Block measured success through multiple lenses. Engineering teams using Goose daily reported saving 8-10 hours per week. Across the company, data scientists calculated that AI tools were saving roughly 25% of manual hours. But Donjie was candid about limitations: AI excelled at routine tasks, automating UI tests, and helping non-technical teams build tools, but still underperformed humans on deep architectural decisions, race conditions, and design judgment. The biggest productivity win wasn't AI at all—it was the organizational restructuring that reduced silos and aligned technical strategy across the company.

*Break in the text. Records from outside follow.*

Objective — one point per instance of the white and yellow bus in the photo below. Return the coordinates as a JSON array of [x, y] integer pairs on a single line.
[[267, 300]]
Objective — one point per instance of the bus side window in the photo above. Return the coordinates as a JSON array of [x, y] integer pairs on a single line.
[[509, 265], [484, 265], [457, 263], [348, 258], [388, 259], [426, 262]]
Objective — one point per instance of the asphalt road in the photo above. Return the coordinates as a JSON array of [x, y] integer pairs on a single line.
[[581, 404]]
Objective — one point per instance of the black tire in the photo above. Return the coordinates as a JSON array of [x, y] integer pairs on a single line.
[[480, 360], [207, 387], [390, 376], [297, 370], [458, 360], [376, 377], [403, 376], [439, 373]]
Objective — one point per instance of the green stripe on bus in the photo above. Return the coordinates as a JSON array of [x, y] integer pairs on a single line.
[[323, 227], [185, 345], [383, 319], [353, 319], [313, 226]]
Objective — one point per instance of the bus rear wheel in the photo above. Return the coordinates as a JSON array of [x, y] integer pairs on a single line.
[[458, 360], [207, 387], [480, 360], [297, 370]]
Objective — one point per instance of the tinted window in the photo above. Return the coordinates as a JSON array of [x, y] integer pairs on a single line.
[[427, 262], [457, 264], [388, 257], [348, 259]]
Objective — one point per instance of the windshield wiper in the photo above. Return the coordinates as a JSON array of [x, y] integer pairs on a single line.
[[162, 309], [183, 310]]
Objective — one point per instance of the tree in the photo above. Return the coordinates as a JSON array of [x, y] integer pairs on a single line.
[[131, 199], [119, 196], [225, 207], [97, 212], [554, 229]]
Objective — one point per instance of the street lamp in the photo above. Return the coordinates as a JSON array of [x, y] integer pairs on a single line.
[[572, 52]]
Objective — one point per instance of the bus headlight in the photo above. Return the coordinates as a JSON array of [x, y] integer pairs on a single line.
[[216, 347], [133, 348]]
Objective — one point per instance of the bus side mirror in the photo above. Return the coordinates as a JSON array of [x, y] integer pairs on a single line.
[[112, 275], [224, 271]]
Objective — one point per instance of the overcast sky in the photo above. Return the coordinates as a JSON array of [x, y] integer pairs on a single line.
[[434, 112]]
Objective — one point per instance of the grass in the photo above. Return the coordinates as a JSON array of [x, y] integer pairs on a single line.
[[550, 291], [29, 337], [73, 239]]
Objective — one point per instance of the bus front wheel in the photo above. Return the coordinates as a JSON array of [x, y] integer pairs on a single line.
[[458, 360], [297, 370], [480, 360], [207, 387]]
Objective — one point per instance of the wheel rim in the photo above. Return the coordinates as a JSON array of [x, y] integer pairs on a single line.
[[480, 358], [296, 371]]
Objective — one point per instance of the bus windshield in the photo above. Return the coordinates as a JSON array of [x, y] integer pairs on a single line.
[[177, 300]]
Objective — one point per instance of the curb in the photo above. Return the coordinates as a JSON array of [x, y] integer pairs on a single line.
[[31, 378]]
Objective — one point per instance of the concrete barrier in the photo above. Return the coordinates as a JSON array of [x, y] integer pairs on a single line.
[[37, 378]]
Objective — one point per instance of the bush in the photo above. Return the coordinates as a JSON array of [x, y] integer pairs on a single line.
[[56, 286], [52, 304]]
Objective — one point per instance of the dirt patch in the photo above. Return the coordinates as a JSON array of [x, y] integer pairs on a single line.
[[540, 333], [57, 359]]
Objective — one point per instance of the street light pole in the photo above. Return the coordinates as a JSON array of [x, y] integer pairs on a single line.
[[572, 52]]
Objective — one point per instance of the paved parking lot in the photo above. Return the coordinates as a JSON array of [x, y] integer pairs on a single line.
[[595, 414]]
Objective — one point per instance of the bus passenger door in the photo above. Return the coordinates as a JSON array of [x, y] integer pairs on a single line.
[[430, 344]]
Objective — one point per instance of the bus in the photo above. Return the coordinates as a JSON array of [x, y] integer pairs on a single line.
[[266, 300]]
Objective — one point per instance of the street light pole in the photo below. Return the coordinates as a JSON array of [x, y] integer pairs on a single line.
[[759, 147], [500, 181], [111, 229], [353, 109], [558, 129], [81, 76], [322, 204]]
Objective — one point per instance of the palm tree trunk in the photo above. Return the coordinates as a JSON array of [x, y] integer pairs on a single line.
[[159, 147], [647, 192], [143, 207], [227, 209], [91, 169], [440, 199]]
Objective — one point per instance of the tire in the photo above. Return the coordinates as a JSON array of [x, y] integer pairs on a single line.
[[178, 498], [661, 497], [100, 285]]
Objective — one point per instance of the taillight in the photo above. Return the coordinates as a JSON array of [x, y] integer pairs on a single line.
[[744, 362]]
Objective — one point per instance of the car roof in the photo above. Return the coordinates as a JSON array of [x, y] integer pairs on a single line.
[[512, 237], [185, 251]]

Goose also showed unexpected use cases. Gosling, a mobile version for Android automation, transformed QA by replacing armies of contractors clicking through screens. One risk management team built an entire self-service system for enterprise risk—work that would have been queued for months on a product roadmap.
Instead of holding Goose as proprietary technology, Block open-sourced it completely. "We believe in the power of open source," Donjie said. The decision paid off: Databricks, mid-tier tech companies, and even competitors began adopting Goose. Donjie was pushing the boundaries further, experimenting with agents that work for hours autonomously overnight, anticipating what engineers want to build before they articulate it. He was rewriting features from scratch daily, embracing a world where AI makes continuous delivery and zero-based design possible. For hiring, Block shifted from viewing engineers as commodities to seeking people with a learning mindset—not necessarily AI experts, but those eager to master these tools and rethink how software gets built. The future Donjie envisioned wasn't one engineer with four jobs, but teams where humans set the goals and guard the taste while AI handles the execution.